Ek olarak, bana göre dizideki Deniz Gezmiş sahneler,i Deniz Gezmiş'in bir pop ikonu noktasına gelmesini ön ayak olmuştur. Çünkü fikrimce dizideki olaylar, bir takım kötü
insanların bir takım başka insanlara bir sebepten işkence yapması şeklinde,
polisiye hikaye atmosferinde yansıtıldığı için Deniz Gezmiş bu hikayenin kahramanı haline gelmiştir. Dizide asıl anlatılmak istenen
aşk üçgeni hikayesi olduğu için, siyasi olayların ve kişiliklerin
nedensellikleri ve dönemin siyasi ortamı ile bağının yansıtılamadığını düşünüyorum.
Taylan Özgür’ün vurulma anı ise, dizideki aşk
üçgenine hizmet için kullanıldığı ve gerçekçi yansıtılmadığı için
eleştirilmiştir. Dizinin yapımcısı Tomris Giritlioğlu'nun
Radikal gazetesinde yer alan bir haberde yaptığı şu açıklama: "
O sahne tamamen Taylan Özgür'e saygıyla
yapılan, katledilişini kınayan bir sahnedir. Bir sonraki bölümde Necmettin
Giritlioğlu'nun öldürülüşünü yapacağız, kendisi kayınbiraderim. Orada da
olanları yüzde 100 gösteremem, süre yetmez. Olayları kahramanlarımızla
ilişkilendirerek veriyoruz ama evet, 'Hatırla Sevgili' bir aşk dizisi, belgesel
değil." neden böyle yapıldığını özetliyor sanırım.
Dizideki 1 Mayıs sahnesi.
Sonuç olarak, televizyon ekranları, politik konuları
işlemede, sinema kadar özgür bir alana sahip değil. Hatırla Sevgili dizisinde anlatılan olaylara pek çoğumuzun yaşı
yetmese de, dizi yayınlandığı dönemde, dizinin takipçileri arasında o yılları
yaşayan, bilen hatta olayların içinde yer almış birçok insan vardı. O yüzden
izleyiciden diziye olumlu ya da olumsuz birçok eleştirisi olması
kaçınılmazdı.
12 Eylül darbesi ile final yapan dizi, darbeler ve
öğrenci hareketleri ile dolu bir dönemi ekrana yansıtması açısından önemlidir.
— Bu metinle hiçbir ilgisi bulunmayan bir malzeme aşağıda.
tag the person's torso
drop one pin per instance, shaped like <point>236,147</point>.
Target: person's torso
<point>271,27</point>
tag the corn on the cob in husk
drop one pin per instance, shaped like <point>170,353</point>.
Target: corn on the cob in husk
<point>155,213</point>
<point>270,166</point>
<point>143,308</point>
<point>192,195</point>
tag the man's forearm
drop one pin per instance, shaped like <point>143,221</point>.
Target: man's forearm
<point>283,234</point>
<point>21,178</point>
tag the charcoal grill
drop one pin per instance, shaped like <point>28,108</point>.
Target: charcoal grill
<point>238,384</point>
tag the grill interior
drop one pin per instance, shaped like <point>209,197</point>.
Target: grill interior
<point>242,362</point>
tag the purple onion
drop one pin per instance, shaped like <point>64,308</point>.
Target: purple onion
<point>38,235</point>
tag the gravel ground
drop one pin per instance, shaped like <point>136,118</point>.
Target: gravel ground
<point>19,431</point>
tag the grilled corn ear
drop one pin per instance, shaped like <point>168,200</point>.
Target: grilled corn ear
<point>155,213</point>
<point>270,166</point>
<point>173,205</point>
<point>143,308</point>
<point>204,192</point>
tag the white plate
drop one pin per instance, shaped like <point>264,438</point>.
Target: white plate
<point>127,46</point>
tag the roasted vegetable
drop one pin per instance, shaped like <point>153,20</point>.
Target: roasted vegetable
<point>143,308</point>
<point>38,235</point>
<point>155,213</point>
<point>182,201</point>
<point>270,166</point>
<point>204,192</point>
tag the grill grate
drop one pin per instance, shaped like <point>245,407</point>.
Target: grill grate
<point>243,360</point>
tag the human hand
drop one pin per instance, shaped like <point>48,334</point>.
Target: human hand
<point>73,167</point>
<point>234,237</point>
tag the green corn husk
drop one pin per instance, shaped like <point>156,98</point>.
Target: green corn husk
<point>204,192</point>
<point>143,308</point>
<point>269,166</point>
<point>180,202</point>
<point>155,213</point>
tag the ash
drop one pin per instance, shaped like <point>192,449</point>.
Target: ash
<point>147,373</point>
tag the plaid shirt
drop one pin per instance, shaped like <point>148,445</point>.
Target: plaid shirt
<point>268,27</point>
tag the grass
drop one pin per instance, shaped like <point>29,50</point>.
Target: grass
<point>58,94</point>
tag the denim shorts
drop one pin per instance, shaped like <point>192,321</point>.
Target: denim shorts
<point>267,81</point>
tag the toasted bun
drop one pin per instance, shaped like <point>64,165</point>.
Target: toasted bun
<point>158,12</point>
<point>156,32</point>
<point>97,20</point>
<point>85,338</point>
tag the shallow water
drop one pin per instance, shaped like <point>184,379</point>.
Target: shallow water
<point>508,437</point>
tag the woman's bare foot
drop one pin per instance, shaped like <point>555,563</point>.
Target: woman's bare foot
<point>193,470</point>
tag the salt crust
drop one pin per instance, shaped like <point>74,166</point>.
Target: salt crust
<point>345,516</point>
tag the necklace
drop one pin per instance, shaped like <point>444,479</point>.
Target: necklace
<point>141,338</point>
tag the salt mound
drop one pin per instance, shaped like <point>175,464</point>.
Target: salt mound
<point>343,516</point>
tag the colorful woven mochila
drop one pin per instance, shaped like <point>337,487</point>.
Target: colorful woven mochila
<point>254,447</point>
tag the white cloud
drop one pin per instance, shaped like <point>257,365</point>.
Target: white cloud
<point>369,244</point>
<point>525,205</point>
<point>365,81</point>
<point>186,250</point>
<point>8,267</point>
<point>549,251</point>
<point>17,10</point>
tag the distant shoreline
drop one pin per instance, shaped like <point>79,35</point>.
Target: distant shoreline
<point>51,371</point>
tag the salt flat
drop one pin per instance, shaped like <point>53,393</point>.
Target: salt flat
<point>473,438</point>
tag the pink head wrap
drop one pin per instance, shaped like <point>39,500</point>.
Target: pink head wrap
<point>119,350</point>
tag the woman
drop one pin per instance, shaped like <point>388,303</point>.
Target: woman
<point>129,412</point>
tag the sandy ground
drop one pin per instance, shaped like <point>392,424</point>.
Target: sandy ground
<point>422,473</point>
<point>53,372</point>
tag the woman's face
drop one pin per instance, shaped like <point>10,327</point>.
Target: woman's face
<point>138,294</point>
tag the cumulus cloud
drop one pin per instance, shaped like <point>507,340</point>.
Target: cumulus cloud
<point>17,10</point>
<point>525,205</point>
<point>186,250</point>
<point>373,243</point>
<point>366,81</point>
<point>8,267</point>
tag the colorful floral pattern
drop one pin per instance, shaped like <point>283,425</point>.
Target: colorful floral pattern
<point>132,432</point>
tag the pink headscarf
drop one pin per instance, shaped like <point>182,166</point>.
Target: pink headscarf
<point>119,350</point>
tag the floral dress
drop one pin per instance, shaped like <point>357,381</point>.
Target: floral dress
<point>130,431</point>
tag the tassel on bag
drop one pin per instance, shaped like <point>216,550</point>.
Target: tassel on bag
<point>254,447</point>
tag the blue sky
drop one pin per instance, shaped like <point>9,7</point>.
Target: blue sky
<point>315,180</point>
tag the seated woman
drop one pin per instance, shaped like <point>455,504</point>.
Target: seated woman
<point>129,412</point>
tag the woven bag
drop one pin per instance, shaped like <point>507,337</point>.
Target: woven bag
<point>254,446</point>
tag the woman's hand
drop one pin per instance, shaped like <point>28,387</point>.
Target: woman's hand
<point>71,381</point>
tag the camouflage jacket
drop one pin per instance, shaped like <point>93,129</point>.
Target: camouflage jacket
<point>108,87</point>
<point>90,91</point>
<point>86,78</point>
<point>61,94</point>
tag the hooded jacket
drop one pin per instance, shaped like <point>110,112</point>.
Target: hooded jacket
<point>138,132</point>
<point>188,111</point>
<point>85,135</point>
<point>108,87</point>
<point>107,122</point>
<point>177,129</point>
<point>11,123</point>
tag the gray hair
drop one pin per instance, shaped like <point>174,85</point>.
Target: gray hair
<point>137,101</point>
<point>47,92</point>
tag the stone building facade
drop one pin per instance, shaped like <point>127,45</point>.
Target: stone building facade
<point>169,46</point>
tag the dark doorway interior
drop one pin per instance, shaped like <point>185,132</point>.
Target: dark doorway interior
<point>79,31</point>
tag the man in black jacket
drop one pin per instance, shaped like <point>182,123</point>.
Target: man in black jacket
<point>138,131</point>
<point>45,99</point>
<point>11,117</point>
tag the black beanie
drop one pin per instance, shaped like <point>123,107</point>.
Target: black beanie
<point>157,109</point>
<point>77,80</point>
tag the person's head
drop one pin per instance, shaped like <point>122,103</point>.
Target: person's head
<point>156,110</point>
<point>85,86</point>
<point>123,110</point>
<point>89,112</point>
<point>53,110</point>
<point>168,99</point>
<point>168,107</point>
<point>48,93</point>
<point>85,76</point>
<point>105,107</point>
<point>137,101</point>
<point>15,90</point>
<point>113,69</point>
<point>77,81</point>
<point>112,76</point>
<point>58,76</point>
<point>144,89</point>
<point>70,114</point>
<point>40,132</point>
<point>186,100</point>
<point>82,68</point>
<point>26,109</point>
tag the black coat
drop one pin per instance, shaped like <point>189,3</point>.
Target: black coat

Siyasi tarihimizle bağı aksak olan pek çok genç; Adnan Menderes’in idamından,
siyasi cinayetlerden katliamlardan ve döneme damgasını vuran siyasi
kişiliklerden belki de ilk kez dizi sayesinde haberdar olmuştur. Hatırla Sevgili gibi dönem dizileri, genellikle dönemi fona almış
ve merkeze aşkı oturtmuştur. Bu tarz dizilerde, devrimci /ülkücü gençlerin
içerisinde oldukları mücadeleyi seçme nedenleri üzerinde durulmadığını düşünüyorum.
Solcudurlar, ülkücüdürler... Söz konusu hikâyelerde ideolojilerinin nedenleri
belirgin değildir. Benim fikrime göre dönem dizilerinde, genellikle klişe bir
devrimci/ülkücü tipi yaratılmış ve popüler Türkiye dizilerinin bildik kalıpları
bu kez onların etrafında kurgulanmıştır. Türkiye'deki dönem dizilerinin, seyirciye; muhalefet
duygusunu, toplumdaki muhalif dinamikleri hatırlatan, onu harekete geçiren,
mücadeleye çağıran ve eleştirdiği şeyin değişmesi, değiştirilmesi gerektiğini
savunan bir yapıda olmadıklarını düşünüyorum. Olmalı mı?
bu da tartışılabilir. Sadece; uzak bir geçmiş fon alındığından, bence izleyicide
nostaljik ve romantik duygular harekete geçirmiştir. Dizideki siyasi olaylar, sanki
kendi siyasi geçmişimiz değil de birilerinden geride kalan birer “hatıra”dır. Sanırım dizinin tarihi bağlamı eksik kaldığı için, dönemin siyasi aktörleri duygusal
vedaları ile Yasemin ve Ahmet ise aşklarıyla 1960lar’dan akıllarda kalmıştır.